Examples/Case Studies:

  • COVID-19 Impact on Utilization: The pandemic dramatically reduced healthcare utilization initially, followed by an increase in subsequent years as deferred care was sought, illustrating how utilization changes significantly affect cost trends.
  • GLP-1 Medications: Mentioned as a specific example of new drugs that actuaries must factor into RX spend trends due to their significant cost and growing adoption.
  • Affordable Care Act (ACA): Cited as an example of regulatory changes that mandated coverage for certain services, thereby increasing healthcare costs for plans that previously did not cover them.
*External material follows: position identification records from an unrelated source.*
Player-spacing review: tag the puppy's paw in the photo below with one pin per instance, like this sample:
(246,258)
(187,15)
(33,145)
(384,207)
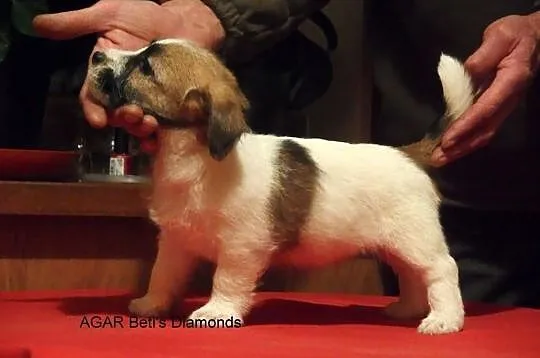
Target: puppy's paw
(404,310)
(439,324)
(217,315)
(148,307)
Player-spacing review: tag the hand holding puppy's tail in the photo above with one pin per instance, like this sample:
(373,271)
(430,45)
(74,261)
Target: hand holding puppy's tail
(459,95)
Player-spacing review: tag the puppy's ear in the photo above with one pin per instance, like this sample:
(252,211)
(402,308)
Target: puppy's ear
(196,105)
(226,122)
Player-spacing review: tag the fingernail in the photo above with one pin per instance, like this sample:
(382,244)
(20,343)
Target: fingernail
(130,118)
(449,143)
(439,157)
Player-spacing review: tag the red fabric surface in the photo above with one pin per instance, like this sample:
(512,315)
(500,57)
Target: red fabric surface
(47,324)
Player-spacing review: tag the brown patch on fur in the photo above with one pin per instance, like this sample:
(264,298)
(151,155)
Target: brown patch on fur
(209,92)
(177,69)
(420,152)
(294,188)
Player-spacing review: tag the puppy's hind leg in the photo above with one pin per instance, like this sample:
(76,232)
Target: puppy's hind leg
(428,277)
(170,274)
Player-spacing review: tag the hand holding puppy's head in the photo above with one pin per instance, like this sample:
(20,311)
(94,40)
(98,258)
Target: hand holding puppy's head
(185,87)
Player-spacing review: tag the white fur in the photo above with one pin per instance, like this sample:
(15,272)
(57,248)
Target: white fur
(457,86)
(370,198)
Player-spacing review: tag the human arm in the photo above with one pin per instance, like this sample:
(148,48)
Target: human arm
(503,66)
(239,29)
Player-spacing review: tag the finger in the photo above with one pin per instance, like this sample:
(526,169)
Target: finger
(127,41)
(143,129)
(478,138)
(93,112)
(72,24)
(484,62)
(127,115)
(497,101)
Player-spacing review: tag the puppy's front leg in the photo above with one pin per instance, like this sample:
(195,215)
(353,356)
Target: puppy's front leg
(170,275)
(234,281)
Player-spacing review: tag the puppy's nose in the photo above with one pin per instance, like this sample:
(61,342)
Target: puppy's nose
(98,57)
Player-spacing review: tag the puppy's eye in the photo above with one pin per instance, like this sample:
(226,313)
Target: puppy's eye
(145,68)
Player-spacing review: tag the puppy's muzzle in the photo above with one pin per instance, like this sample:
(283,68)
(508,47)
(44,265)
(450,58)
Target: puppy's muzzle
(98,58)
(110,86)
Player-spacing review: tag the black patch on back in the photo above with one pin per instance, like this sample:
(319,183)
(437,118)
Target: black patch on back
(294,187)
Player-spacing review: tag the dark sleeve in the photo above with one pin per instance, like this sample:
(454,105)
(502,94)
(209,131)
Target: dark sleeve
(253,26)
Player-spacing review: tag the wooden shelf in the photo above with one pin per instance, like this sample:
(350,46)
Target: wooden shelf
(73,199)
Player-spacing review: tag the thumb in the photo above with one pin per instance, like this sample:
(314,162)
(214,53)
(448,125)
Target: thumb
(72,24)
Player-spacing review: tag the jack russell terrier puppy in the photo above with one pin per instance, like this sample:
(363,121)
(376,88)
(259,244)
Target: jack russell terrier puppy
(246,201)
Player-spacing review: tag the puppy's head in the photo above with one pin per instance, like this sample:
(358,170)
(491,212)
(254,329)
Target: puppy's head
(182,85)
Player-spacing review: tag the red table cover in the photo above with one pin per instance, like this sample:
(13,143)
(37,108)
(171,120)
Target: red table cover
(48,324)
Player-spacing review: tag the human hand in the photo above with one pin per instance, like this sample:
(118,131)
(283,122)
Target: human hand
(504,65)
(130,25)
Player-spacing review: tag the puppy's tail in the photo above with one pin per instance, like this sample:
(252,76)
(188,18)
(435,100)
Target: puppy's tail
(459,95)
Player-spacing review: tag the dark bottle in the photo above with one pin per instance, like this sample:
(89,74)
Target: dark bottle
(120,159)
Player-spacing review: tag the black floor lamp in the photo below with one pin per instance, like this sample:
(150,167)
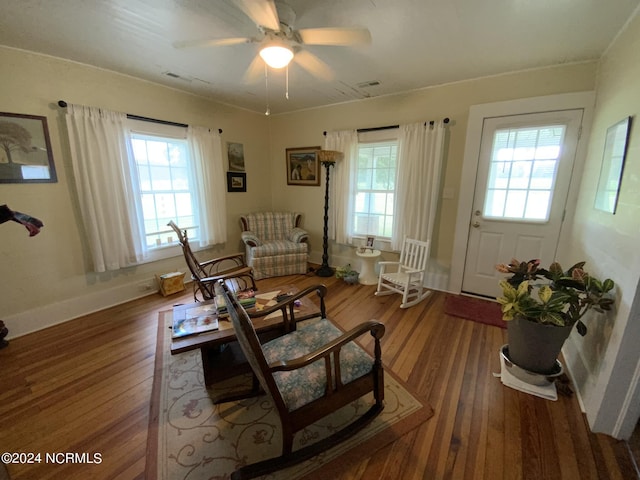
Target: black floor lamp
(328,158)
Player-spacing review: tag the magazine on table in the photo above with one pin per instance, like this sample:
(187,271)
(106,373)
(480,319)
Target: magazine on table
(199,319)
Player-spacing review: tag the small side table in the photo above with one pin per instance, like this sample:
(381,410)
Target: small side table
(367,271)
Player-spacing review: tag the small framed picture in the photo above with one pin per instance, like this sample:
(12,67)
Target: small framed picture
(235,154)
(370,241)
(236,182)
(303,167)
(26,156)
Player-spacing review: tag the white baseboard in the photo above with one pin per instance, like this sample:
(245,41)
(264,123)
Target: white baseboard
(42,317)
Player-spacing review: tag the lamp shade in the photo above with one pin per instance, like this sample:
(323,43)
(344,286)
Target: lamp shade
(329,156)
(276,55)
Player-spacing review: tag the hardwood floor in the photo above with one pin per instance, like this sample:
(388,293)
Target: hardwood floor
(85,387)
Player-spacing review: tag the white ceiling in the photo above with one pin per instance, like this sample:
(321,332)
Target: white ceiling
(416,43)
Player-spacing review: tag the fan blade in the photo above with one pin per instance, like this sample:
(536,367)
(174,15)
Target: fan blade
(255,72)
(262,12)
(313,65)
(212,42)
(335,36)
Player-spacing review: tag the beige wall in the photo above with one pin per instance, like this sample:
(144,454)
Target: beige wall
(306,129)
(45,279)
(606,361)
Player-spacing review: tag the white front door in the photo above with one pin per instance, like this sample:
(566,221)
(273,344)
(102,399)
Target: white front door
(523,177)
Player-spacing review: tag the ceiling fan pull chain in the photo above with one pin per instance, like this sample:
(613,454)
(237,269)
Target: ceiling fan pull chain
(266,87)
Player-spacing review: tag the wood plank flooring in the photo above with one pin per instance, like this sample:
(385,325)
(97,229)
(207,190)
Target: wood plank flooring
(85,387)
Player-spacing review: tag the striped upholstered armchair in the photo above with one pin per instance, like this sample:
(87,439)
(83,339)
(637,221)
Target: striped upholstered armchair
(275,243)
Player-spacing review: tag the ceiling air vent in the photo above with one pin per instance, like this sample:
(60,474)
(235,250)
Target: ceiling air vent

  • Deductible Increase Example: An increase in deductible from $500 to $1,000 is used to illustrate how actuaries can quantify a 4% decrease in employer claims costs based on their proprietary tables.
  • Benefit Enhancement (IVF): Offering invitro fertilization coverage is given as an example of a benefit enhancement that would increase healthcare costs, with actuaries able to project the specific financial impact.
  • Non-Recurring Claimants: Examples include a deceased plan member, a dialysis patient who left the plan (saving $60k-$120k annually), or a successful cardiac surgery patient (e.g., stent or CABG) who may incur few subsequent costs.
  • Demographic Shift (Early Retirement): An employer offering early retirement could see a shift in their workforce's age profile, impacting the overall risk and cost of the health plan.